2 医師や歯科医師,薬剤師は,それぞれの国家資格を取得すれば病院や診療所において保険診療,保険の調剤ができる。
これも間違いです。保険適用されるためには,厚生労働大臣によって保険指定を受けなければなりません。
3 保険医療機関は,診療行為の費用を医師会が決める料金表を基に計算し,「レセプト」として審査支払機関に請求する。
これも間違いです。診療報酬を決定するのは厚生労働大臣です。
4 審査支払機関は,「レセプト」が保険医療機関及び保険医療養担当規則等に合致しているか,また,医学的に妥当かなどを審査して,その療養の給付に関する費用を保険医療機関等に支払いをする。
これが正解です。保険者が審査支払権限を持っていますが,実際には審査支払機関に委託してレセプトの審査を行い,適切であれば審査支払機関が診療報酬を支払います。
5 審査支払機関に対し審査及び支払に関する事務を委託した医療保険者は,審査支払機関から送付された審査済みの「レセプト」に基づいて,保険医療機関等に診療報酬の支払いを直接行う。
これは間違いです。

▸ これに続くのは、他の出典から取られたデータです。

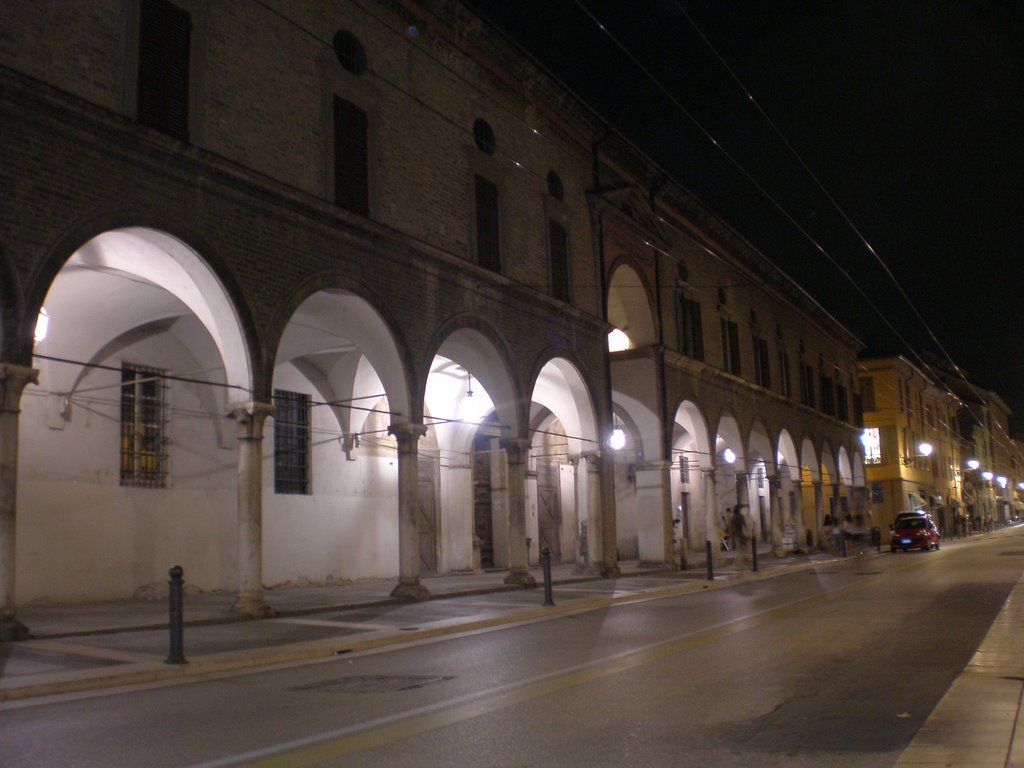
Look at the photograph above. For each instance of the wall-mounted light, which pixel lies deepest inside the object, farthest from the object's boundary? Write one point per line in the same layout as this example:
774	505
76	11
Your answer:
617	341
42	325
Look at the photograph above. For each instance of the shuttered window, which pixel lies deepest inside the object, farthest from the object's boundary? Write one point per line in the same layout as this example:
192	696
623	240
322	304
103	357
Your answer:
690	329
165	33
730	347
350	165
487	230
558	246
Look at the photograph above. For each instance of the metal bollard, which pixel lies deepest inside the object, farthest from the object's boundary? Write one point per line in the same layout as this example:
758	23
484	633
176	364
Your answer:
546	565
176	652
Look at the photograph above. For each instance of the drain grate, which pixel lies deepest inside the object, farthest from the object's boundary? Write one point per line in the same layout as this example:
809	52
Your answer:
375	683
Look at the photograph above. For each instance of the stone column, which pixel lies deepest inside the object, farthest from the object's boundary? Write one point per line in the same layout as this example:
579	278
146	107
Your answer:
249	418
654	514
798	512
604	514
409	585
711	513
517	452
13	379
778	548
819	512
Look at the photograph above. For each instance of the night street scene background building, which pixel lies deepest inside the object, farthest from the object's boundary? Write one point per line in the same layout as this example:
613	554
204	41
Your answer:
314	292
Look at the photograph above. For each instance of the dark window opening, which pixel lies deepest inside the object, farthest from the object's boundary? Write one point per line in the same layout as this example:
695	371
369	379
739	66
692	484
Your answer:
555	188
762	368
487	230
351	188
690	329
164	41
291	441
349	51
558	245
730	347
483	136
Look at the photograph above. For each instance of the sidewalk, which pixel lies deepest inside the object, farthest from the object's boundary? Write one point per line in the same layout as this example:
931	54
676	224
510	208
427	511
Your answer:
105	645
80	647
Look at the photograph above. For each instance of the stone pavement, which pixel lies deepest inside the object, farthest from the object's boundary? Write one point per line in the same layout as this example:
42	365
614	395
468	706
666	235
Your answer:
107	645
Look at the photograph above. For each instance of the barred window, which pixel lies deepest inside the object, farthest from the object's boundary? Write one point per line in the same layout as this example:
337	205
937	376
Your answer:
291	441
143	426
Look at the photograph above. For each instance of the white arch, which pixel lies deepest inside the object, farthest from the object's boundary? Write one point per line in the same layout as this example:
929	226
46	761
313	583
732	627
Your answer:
629	307
167	262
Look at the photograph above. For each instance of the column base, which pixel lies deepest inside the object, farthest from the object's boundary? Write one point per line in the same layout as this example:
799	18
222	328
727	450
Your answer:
11	629
520	578
253	605
411	590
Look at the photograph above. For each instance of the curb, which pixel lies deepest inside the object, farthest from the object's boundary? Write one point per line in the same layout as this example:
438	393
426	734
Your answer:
228	662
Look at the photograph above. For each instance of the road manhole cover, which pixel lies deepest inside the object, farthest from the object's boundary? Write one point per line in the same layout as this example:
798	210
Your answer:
375	683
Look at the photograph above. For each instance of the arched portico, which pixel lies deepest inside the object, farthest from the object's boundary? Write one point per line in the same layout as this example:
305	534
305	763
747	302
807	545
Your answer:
125	449
343	432
574	479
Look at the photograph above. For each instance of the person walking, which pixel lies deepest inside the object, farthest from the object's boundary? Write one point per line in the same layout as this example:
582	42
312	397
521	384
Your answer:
737	532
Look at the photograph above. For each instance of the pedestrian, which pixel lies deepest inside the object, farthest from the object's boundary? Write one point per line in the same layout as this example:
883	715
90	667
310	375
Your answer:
737	532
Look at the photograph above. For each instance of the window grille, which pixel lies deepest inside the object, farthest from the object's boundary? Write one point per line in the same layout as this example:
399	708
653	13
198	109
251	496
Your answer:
351	188
143	427
684	469
291	441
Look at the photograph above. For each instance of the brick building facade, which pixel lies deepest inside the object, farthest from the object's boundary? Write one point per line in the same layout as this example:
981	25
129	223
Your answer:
283	248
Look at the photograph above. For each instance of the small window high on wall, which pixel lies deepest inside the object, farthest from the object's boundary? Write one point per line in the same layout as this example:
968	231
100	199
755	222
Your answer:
164	42
291	441
350	166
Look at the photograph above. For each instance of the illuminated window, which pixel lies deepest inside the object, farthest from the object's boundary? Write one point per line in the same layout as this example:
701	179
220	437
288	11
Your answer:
872	445
143	461
291	441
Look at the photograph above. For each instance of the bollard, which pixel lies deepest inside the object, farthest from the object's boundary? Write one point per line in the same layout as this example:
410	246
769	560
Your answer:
546	565
176	652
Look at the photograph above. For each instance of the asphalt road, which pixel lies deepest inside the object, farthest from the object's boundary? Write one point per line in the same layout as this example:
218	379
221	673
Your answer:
837	666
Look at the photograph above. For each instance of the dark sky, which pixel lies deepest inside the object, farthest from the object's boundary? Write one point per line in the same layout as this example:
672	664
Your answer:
909	115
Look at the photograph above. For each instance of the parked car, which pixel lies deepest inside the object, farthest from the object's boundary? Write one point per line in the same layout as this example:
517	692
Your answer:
914	531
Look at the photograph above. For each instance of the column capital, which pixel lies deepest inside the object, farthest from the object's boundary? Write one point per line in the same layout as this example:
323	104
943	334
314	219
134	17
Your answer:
250	417
408	434
515	449
13	380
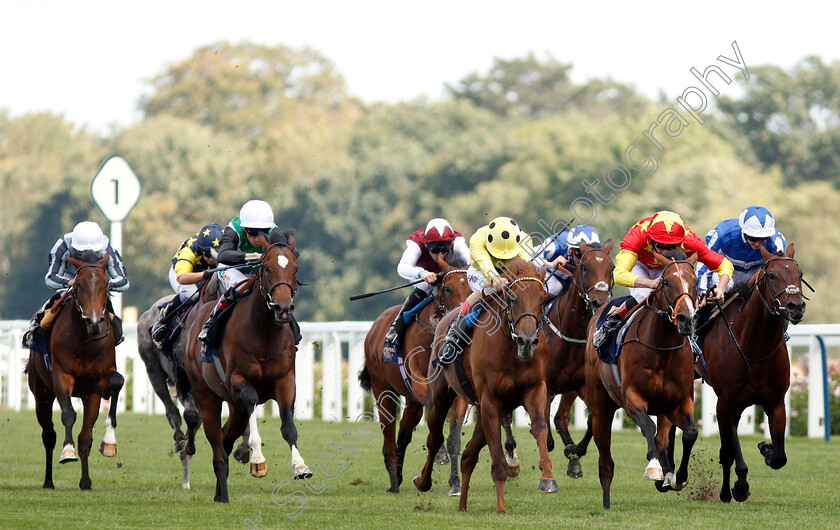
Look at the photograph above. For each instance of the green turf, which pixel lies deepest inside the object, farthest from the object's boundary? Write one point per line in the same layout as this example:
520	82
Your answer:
140	488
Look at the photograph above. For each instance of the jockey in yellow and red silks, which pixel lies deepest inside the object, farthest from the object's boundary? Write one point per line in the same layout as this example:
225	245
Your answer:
637	268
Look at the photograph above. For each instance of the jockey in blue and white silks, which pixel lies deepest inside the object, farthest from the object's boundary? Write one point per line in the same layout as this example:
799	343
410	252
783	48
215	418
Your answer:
558	250
741	240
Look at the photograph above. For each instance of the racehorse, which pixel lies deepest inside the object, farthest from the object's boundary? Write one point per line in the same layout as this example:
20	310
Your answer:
505	365
255	363
590	288
748	364
654	375
81	363
386	384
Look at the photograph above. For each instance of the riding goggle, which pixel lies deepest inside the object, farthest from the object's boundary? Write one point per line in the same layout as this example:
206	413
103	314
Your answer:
438	248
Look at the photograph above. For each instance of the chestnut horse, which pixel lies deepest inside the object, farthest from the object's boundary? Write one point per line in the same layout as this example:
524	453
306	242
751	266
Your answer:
505	364
748	364
654	376
82	363
256	362
590	288
384	379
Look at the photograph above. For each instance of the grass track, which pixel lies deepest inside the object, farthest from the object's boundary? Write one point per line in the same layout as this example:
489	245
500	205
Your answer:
140	488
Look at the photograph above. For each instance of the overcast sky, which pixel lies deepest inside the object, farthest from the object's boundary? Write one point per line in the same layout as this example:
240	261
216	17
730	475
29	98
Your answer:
90	60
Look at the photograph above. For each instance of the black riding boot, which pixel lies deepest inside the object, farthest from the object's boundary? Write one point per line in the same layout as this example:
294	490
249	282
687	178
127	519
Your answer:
164	317
221	305
398	325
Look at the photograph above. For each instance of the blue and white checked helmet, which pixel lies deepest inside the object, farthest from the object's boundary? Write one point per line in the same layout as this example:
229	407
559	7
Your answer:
757	221
582	233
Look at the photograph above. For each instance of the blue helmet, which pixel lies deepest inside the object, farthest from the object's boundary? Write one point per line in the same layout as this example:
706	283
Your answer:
209	237
582	233
757	221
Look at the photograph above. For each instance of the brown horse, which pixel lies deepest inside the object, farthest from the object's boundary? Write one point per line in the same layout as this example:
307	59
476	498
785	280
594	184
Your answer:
747	361
654	376
505	364
590	288
256	362
384	379
82	363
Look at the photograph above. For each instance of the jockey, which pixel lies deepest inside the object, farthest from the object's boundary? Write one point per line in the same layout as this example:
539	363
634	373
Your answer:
637	268
86	242
190	265
559	250
241	244
741	240
492	247
438	239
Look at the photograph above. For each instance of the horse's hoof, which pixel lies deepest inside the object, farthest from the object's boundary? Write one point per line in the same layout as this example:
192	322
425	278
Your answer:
574	469
242	456
68	455
654	471
548	485
260	470
108	450
302	472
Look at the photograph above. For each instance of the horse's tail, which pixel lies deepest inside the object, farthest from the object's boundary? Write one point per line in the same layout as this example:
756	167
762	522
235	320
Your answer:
364	378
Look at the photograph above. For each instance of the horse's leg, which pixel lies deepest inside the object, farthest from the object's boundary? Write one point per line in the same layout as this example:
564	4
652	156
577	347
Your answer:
284	390
636	408
561	422
63	387
44	399
774	452
453	445
602	434
686	410
440	400
387	402
511	457
242	453
729	446
411	417
470	457
91	412
108	446
193	421
534	403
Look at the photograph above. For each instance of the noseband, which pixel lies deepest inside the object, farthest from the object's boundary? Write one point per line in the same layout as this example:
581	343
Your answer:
601	287
671	312
513	322
266	293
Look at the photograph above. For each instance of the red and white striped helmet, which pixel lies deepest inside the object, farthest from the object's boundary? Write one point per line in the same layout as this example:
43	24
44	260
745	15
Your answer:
438	230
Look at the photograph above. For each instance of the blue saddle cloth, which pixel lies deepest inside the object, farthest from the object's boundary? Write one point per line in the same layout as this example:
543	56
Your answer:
612	345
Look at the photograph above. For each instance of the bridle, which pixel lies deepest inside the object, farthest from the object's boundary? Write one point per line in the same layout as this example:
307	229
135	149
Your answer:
671	312
72	291
601	287
513	322
266	293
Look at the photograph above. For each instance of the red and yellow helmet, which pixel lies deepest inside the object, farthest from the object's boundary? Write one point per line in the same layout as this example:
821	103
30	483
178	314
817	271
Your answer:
667	228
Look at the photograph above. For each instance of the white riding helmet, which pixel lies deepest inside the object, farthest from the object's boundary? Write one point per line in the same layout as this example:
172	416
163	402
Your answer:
256	214
88	236
757	221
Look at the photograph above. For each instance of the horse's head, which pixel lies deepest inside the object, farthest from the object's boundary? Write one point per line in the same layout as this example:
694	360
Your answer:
677	289
782	279
278	276
90	292
593	276
524	307
453	288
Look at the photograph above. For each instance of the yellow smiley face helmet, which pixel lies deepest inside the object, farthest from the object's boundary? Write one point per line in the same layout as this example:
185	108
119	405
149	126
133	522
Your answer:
504	238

保険者は審査支払を審査支払機関に委託しています。言葉通り,審査だけではなく,支払いも審査支払機関が実施しています。
審査支払機関は審査済みの請求書を医療保険者に送り,医療保険者はその金額を審査支払機関に納付します。
審査支払機関は保険医療機関等に診療報酬を支払います。
たくさんの支払先があるので,保険者が診療報酬を直接保険医療機関に支払うのは大変なので,その部分も委託しているのです。